While Newsom did not say Wednesday which AI bill he supported, Wiener’s legislation has become one of the most closely watched proposals on the technology to reach the governor this year, facing intense lobbying from the industry and safety advocates alike.
It’s Wiener’s second attempt at passing measures meant to safeguard the public from potential harms, like AI creating bioweapons, after Newsom vetoed a broader proposal he drafted last year, citing impacts on innovation.
SB 53 requires some AI developers to publicly disclose their safety and security protocols and creates a way to report major safety incidents to the state. It also creates whistleblower protections for AI workers should the technology go awry, and lays the groundwork for a public cloud computing cluster dubbed CalCompute.
Major AI labs did not publicly oppose the bill this year after coming out against Wiener’s previous effort. Anthropic, maker of the Claude chatbot, has backed the measure.
When asked about Newsom's remarks Wednesday, Anthropic co-founder Jack Clark told POLITICO: "We don't know what bill he's referring to. I would just say we are really grateful for the governor's serious and substantive engagement on this question of AI policy and we think that the decisions made in California will have tremendous impact on the course of AI policy generally."

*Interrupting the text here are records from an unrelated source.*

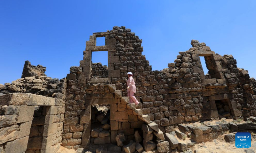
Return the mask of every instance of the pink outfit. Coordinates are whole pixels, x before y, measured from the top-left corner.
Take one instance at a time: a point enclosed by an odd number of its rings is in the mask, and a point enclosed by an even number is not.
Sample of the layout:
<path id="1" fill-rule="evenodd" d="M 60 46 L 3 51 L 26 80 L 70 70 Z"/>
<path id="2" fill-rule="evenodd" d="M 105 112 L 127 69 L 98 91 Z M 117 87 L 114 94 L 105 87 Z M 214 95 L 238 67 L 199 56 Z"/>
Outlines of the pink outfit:
<path id="1" fill-rule="evenodd" d="M 127 86 L 130 87 L 130 88 L 127 90 L 127 96 L 130 97 L 130 103 L 135 103 L 138 105 L 139 101 L 136 99 L 134 96 L 134 93 L 136 93 L 136 87 L 135 86 L 135 82 L 132 76 L 131 76 L 127 80 Z"/>

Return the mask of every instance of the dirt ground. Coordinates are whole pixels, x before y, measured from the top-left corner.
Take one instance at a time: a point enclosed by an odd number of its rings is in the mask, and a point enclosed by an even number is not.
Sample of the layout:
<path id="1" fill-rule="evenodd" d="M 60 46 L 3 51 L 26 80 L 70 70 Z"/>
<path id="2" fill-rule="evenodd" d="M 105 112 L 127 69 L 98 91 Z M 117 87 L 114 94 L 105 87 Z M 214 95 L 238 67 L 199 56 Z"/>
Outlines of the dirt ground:
<path id="1" fill-rule="evenodd" d="M 235 142 L 226 142 L 223 137 L 220 136 L 218 140 L 196 144 L 191 149 L 193 151 L 196 150 L 198 151 L 196 153 L 241 153 L 245 152 L 244 150 L 251 149 L 256 152 L 256 141 L 255 140 L 252 141 L 251 147 L 250 148 L 237 148 L 235 146 Z"/>

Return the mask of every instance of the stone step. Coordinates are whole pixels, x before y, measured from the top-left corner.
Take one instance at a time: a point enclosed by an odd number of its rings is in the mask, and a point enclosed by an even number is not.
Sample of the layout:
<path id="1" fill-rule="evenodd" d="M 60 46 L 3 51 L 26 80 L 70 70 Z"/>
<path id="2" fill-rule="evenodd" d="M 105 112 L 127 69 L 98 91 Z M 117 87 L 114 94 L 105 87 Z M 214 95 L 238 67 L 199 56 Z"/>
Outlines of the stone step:
<path id="1" fill-rule="evenodd" d="M 117 97 L 116 97 L 115 96 L 115 98 L 120 98 L 121 97 L 122 97 L 122 91 L 121 90 L 116 90 L 115 91 L 115 95 Z"/>
<path id="2" fill-rule="evenodd" d="M 139 115 L 140 117 L 142 117 L 143 114 L 142 113 L 142 110 L 140 109 L 136 109 L 135 111 L 133 111 L 133 114 L 137 115 Z"/>
<path id="3" fill-rule="evenodd" d="M 148 124 L 150 123 L 150 117 L 147 115 L 142 115 L 142 116 L 138 116 L 138 119 L 139 120 L 144 121 Z"/>
<path id="4" fill-rule="evenodd" d="M 129 104 L 129 97 L 121 97 L 121 104 Z"/>
<path id="5" fill-rule="evenodd" d="M 136 105 L 135 103 L 131 103 L 127 104 L 126 108 L 127 109 L 132 109 L 135 111 L 136 109 Z"/>
<path id="6" fill-rule="evenodd" d="M 111 93 L 114 93 L 116 91 L 116 85 L 115 84 L 108 84 L 108 88 L 109 91 Z"/>

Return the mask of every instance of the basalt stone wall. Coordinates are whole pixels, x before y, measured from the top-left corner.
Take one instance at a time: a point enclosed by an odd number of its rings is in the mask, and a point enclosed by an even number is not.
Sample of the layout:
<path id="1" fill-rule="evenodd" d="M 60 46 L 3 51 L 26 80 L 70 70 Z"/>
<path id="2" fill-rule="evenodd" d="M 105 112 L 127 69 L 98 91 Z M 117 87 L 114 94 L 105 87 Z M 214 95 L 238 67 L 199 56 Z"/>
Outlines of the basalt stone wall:
<path id="1" fill-rule="evenodd" d="M 108 77 L 108 67 L 102 65 L 100 63 L 92 64 L 91 78 L 104 78 Z"/>
<path id="2" fill-rule="evenodd" d="M 55 106 L 52 106 L 52 110 L 50 115 L 52 120 L 51 121 L 53 121 L 52 125 L 54 125 L 51 127 L 51 128 L 55 128 L 56 131 L 52 135 L 48 136 L 50 136 L 48 138 L 51 139 L 50 141 L 52 143 L 52 146 L 53 146 L 51 149 L 54 149 L 56 152 L 59 148 L 62 140 L 67 88 L 66 80 L 66 78 L 60 80 L 59 79 L 36 76 L 19 79 L 11 83 L 5 83 L 0 85 L 0 93 L 2 94 L 11 93 L 33 93 L 55 99 Z M 46 113 L 47 109 L 45 106 L 35 106 L 27 147 L 28 152 L 39 152 L 42 148 L 44 136 L 43 132 L 45 119 L 46 115 L 49 115 Z M 47 144 L 47 146 L 50 146 Z"/>
<path id="3" fill-rule="evenodd" d="M 105 46 L 96 46 L 96 38 L 102 36 L 105 37 Z M 125 73 L 132 72 L 136 86 L 135 95 L 141 103 L 136 108 L 149 116 L 164 132 L 171 131 L 178 123 L 218 120 L 215 100 L 225 100 L 226 109 L 234 119 L 246 120 L 255 115 L 254 86 L 248 71 L 237 68 L 232 55 L 221 56 L 204 43 L 193 40 L 192 47 L 179 52 L 168 68 L 152 71 L 142 54 L 142 42 L 123 26 L 94 33 L 86 42 L 80 67 L 75 71 L 71 69 L 67 76 L 72 77 L 68 84 L 75 93 L 73 96 L 79 94 L 91 78 L 92 52 L 107 50 L 110 84 L 121 90 L 122 96 L 126 96 Z M 200 61 L 199 56 L 204 56 L 205 61 Z M 209 70 L 206 75 L 201 62 L 205 62 Z"/>
<path id="4" fill-rule="evenodd" d="M 46 76 L 44 74 L 46 71 L 46 67 L 44 67 L 41 65 L 38 65 L 37 66 L 32 65 L 29 61 L 26 61 L 23 68 L 21 78 L 36 76 Z"/>

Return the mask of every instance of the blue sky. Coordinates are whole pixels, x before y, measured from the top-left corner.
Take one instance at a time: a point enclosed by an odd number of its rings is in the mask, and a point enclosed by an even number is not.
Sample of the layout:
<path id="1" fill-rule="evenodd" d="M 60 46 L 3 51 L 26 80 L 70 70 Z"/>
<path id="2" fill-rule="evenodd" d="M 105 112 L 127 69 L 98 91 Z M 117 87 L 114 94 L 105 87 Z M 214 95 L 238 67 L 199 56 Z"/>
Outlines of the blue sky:
<path id="1" fill-rule="evenodd" d="M 65 77 L 79 65 L 89 36 L 115 26 L 143 40 L 153 70 L 167 68 L 196 39 L 232 54 L 256 77 L 255 6 L 253 0 L 0 1 L 0 83 L 20 78 L 27 60 L 46 67 L 48 76 Z M 106 64 L 106 55 L 94 53 L 92 62 Z"/>

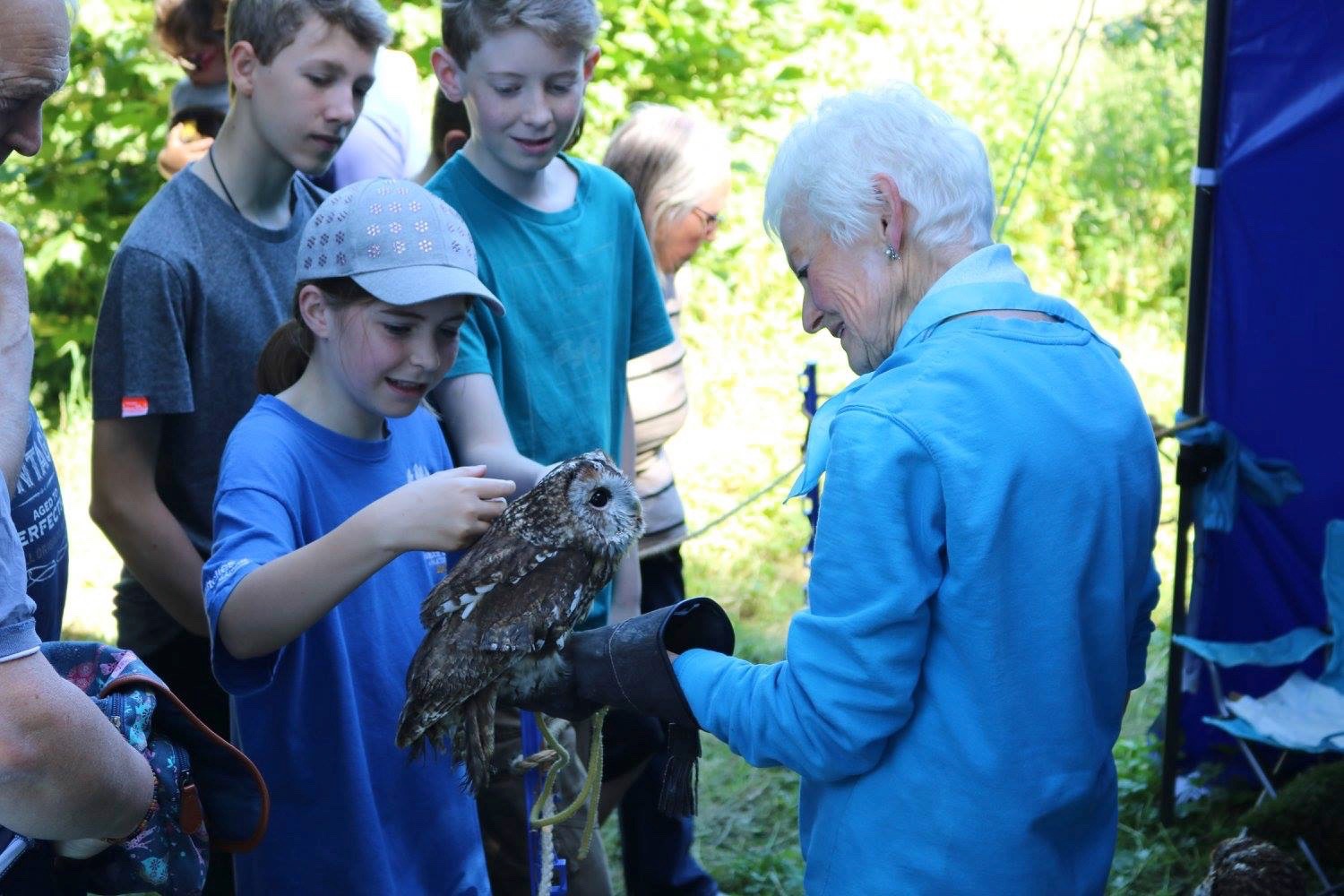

Wiener’s bill this year came after consultations with both the tech industry and the Newsom administration, among others. If Newsom does sign the bill, it would be a major step at the state level that could help sow the seeds for a burgeoning national standard on AI safety, given California’s role as the home of the industry.
Some in Congress have discussed crafting a national AI safety framework with possible carve-outs for state rules. But as Newsom noted, Sen. Ted Cruz (R-Texas) has also continued to push a freeze on state AI laws, arguing conflicting rules create a complicated patchwork for companies to navigate.